Without turning this into the business section, the ramifications are certainly huge, and not just for the Dodgers. FOX recently purchased 49 percent of the Yankees' YES Network, as it gears up to launch a national sports network to challenge ESPN. Having the the Yankees and Dodgers as part of that network is apparently part of their master plan.
There seems to be some panic out there that this will put the Dodgers on an unfair playing field, especially since their ownership doesn't seem concerned with keeping payroll below the luxury tax threshold. An unfair playing field -- you know, like one owned by the Yankees, the team that has one World Series appearance in the past nine seasons and one World Series title in the past 12.

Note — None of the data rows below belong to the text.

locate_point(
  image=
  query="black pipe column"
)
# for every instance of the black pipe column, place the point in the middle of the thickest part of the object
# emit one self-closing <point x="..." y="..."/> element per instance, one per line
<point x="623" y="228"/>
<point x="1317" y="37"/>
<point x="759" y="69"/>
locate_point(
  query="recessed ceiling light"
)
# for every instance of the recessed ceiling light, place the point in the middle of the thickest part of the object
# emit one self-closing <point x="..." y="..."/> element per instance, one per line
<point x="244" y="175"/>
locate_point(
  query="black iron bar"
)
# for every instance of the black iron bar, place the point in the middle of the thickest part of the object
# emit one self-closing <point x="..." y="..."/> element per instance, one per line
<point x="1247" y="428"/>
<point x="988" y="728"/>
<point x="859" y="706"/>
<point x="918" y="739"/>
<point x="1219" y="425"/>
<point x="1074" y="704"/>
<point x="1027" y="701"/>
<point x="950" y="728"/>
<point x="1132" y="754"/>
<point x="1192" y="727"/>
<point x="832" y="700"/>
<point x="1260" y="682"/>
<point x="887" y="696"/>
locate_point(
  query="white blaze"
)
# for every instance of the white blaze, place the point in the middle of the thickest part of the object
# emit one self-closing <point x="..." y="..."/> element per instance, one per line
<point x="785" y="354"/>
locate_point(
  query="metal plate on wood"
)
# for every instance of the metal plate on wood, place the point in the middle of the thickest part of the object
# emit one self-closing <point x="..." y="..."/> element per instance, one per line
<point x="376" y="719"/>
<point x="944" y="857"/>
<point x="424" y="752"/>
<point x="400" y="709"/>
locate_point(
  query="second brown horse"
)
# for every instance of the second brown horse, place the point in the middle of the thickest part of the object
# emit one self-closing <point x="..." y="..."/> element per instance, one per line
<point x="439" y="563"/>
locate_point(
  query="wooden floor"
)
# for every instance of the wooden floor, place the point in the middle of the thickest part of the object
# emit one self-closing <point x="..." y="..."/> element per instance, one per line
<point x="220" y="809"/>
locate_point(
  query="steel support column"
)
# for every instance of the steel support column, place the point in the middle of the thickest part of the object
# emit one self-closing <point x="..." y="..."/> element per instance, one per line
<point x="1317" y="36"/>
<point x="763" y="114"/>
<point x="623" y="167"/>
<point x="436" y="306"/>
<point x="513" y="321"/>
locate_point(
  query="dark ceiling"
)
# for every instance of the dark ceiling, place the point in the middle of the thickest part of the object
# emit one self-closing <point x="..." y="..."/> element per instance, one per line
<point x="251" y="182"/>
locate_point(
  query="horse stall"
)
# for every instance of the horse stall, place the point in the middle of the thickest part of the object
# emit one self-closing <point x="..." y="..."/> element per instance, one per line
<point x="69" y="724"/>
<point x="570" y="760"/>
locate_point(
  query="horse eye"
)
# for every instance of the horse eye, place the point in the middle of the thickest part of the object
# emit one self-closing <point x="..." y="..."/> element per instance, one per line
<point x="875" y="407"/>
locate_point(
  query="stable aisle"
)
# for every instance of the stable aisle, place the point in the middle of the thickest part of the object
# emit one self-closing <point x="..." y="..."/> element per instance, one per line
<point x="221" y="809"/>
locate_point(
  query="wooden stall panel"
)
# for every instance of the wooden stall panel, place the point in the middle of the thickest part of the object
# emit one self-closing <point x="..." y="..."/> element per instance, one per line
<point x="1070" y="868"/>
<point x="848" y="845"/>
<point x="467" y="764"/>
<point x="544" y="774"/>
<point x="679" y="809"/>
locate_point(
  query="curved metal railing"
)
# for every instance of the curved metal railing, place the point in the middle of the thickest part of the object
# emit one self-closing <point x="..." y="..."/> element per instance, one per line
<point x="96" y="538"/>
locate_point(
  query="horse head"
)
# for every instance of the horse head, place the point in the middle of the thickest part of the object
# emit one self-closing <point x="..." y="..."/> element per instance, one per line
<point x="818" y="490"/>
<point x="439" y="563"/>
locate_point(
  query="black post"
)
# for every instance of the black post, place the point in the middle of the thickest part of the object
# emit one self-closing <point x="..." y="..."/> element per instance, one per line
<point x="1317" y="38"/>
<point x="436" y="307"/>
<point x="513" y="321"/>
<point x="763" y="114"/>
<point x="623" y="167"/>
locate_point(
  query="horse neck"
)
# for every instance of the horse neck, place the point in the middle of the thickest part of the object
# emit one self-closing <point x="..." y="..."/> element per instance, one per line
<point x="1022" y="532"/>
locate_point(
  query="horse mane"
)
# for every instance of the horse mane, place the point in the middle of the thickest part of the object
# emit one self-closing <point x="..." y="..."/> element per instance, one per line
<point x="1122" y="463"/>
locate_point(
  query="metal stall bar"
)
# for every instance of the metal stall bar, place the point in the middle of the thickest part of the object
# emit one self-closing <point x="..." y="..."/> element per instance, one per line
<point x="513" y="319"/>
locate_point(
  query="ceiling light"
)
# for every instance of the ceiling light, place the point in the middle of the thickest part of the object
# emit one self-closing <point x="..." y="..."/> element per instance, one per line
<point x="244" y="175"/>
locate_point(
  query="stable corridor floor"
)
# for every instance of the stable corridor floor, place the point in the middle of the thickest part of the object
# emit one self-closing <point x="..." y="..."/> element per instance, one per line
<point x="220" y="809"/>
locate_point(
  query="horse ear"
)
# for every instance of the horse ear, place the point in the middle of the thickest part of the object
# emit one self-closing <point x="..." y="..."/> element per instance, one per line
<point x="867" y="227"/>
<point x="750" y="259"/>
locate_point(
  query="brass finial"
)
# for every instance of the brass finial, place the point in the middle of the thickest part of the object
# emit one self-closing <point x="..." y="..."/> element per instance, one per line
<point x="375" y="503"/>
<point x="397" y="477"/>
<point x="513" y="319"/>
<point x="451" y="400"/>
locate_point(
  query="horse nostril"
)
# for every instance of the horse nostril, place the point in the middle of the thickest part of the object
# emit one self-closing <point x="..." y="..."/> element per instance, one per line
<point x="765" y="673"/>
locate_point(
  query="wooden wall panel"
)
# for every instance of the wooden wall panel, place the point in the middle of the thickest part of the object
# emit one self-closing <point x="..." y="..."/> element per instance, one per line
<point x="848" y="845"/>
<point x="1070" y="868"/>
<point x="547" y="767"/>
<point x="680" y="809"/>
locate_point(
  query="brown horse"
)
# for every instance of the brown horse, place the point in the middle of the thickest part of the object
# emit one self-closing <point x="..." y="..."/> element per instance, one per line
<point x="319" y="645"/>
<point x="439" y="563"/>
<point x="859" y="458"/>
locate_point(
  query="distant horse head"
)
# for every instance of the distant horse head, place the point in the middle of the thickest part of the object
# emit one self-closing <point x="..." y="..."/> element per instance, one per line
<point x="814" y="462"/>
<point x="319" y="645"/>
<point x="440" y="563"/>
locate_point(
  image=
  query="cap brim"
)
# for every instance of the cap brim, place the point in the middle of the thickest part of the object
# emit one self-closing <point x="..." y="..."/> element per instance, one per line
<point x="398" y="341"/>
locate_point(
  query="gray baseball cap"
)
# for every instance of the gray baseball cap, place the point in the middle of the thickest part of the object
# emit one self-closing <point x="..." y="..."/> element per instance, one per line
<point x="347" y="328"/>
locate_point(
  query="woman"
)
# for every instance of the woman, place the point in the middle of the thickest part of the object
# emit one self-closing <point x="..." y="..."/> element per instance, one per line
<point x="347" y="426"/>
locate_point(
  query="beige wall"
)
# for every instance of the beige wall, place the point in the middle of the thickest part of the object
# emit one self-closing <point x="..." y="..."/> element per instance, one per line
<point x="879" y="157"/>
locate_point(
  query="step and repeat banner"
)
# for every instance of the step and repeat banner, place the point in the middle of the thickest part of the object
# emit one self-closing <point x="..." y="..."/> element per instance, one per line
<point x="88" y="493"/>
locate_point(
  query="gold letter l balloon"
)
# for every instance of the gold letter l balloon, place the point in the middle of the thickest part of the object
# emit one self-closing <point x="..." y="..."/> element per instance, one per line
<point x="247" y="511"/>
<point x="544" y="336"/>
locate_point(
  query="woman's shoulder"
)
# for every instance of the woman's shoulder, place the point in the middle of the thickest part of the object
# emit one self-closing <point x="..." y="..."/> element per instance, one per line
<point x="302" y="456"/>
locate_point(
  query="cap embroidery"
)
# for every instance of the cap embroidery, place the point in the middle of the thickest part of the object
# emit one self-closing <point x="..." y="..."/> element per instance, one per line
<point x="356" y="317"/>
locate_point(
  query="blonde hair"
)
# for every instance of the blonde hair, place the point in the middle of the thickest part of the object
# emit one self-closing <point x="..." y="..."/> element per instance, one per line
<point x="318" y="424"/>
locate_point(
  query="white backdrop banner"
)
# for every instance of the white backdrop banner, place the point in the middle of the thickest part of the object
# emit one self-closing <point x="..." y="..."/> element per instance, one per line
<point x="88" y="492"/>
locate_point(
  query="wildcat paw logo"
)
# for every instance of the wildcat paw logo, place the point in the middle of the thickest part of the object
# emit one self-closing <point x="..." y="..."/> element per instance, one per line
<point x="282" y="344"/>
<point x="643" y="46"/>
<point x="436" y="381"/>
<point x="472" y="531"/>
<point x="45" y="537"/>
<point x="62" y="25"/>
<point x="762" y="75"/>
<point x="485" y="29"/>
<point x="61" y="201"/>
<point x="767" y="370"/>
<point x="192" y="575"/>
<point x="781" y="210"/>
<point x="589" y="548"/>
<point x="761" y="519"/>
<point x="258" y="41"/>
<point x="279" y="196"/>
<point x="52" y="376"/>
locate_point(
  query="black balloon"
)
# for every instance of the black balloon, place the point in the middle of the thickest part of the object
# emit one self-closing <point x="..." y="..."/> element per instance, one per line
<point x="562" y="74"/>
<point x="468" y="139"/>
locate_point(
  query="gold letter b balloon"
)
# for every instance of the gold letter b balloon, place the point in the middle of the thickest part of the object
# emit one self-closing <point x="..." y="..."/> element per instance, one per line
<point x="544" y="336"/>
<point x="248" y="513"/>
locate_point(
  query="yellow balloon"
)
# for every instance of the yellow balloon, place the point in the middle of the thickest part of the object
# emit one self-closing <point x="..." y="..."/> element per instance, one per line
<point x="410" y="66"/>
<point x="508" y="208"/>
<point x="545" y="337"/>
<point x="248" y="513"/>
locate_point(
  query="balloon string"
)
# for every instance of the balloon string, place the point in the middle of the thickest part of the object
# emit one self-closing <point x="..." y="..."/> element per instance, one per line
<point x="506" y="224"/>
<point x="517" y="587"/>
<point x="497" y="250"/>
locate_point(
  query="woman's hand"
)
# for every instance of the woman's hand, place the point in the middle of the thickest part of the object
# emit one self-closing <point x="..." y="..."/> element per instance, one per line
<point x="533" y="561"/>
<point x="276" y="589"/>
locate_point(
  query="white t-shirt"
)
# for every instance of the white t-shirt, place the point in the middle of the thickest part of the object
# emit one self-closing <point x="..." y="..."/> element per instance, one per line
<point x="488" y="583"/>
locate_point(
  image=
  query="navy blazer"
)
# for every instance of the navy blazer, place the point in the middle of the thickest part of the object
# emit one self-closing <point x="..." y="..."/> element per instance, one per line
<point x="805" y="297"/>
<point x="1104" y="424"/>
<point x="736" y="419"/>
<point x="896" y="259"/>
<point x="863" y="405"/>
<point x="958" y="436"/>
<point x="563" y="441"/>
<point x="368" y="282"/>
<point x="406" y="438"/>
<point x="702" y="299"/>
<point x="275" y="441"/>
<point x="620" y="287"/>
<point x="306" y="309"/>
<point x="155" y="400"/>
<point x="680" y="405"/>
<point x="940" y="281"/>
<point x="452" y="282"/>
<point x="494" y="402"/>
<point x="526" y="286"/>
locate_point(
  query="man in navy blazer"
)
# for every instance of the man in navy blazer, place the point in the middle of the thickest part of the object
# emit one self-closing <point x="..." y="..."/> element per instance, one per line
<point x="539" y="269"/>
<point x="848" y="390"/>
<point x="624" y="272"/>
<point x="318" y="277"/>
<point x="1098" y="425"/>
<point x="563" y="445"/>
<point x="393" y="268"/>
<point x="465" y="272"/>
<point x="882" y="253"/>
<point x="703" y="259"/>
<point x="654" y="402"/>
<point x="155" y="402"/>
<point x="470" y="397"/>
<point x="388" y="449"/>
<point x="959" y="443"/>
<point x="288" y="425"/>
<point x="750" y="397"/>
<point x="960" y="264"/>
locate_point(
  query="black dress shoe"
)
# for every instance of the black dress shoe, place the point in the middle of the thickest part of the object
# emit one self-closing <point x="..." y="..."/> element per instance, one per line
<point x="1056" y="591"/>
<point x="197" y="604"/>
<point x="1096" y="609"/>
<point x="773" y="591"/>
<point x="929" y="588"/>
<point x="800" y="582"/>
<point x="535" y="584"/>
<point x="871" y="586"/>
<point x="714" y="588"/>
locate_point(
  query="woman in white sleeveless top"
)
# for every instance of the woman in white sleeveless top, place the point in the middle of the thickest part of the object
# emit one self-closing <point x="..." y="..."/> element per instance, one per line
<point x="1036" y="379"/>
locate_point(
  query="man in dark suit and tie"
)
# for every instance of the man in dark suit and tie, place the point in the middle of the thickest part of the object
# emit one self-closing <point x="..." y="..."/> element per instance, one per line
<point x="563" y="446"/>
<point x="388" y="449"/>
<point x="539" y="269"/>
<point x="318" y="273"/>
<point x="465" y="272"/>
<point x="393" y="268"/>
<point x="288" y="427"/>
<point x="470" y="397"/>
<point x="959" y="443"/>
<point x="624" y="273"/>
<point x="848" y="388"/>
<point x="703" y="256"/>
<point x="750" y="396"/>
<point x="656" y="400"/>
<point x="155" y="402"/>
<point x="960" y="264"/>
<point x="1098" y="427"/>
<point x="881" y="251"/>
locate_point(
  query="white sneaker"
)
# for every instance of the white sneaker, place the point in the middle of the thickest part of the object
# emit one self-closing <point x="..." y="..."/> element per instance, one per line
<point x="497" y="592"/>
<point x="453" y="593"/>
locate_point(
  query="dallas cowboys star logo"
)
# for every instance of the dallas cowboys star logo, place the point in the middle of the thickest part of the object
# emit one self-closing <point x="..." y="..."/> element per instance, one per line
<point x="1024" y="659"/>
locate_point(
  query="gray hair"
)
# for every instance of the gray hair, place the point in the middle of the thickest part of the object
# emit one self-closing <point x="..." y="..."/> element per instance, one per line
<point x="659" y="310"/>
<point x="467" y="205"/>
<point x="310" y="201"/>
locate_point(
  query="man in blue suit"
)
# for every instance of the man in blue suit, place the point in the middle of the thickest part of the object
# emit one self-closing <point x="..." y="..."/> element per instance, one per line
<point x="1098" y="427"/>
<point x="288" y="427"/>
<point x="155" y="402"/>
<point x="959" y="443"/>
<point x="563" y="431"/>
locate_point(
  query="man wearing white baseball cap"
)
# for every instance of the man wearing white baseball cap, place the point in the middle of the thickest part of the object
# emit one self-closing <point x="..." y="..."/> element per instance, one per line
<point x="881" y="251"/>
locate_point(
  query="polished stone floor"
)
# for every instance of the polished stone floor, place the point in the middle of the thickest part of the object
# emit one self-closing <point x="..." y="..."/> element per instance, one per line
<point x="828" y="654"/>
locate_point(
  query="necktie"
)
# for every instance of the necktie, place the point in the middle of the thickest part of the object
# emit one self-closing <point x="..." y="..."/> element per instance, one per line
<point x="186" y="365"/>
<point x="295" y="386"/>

Maybe the Dodgers will sign Greinke and Hamilton. But they are long way from a powerhouse team right now. They have one great pitcher in Clayton Kershaw. They have Matt Kemp, who has had one superstar season. And then ... Adrian Gonzalez fell off last year, Hanley Ramirez isn't Hanley Ramirez any more, Crawford hasn't been good since 2010, Andre Ethier is a nice complementary player, Dee Gordon hasn't proven himself at shortstop and Mark Ellis is getting up there in age at second base. Greinke and Hamilton are terrific players, but it's not like you would be signing 1999 Pedro Martinez or 1993 Barry Bonds.
Some other thoughts out there in cyberspace:
First, a terrific job of research by Wendy Thurm at FanGraphs to list all the local TV contracts for each club. I've bookmarked this page. Did you know the Astros -- the Astros! -- signed a reported $3.2 billion deal with Comcast SportsNet Houston that begins in 2013, paying them $80 million per season. Of course, Houston is a large media market. Anyway, one of the team with the smallest local contracts: the Cardinals are getting only $14 million per year from Fox Sports Midwest through 2017.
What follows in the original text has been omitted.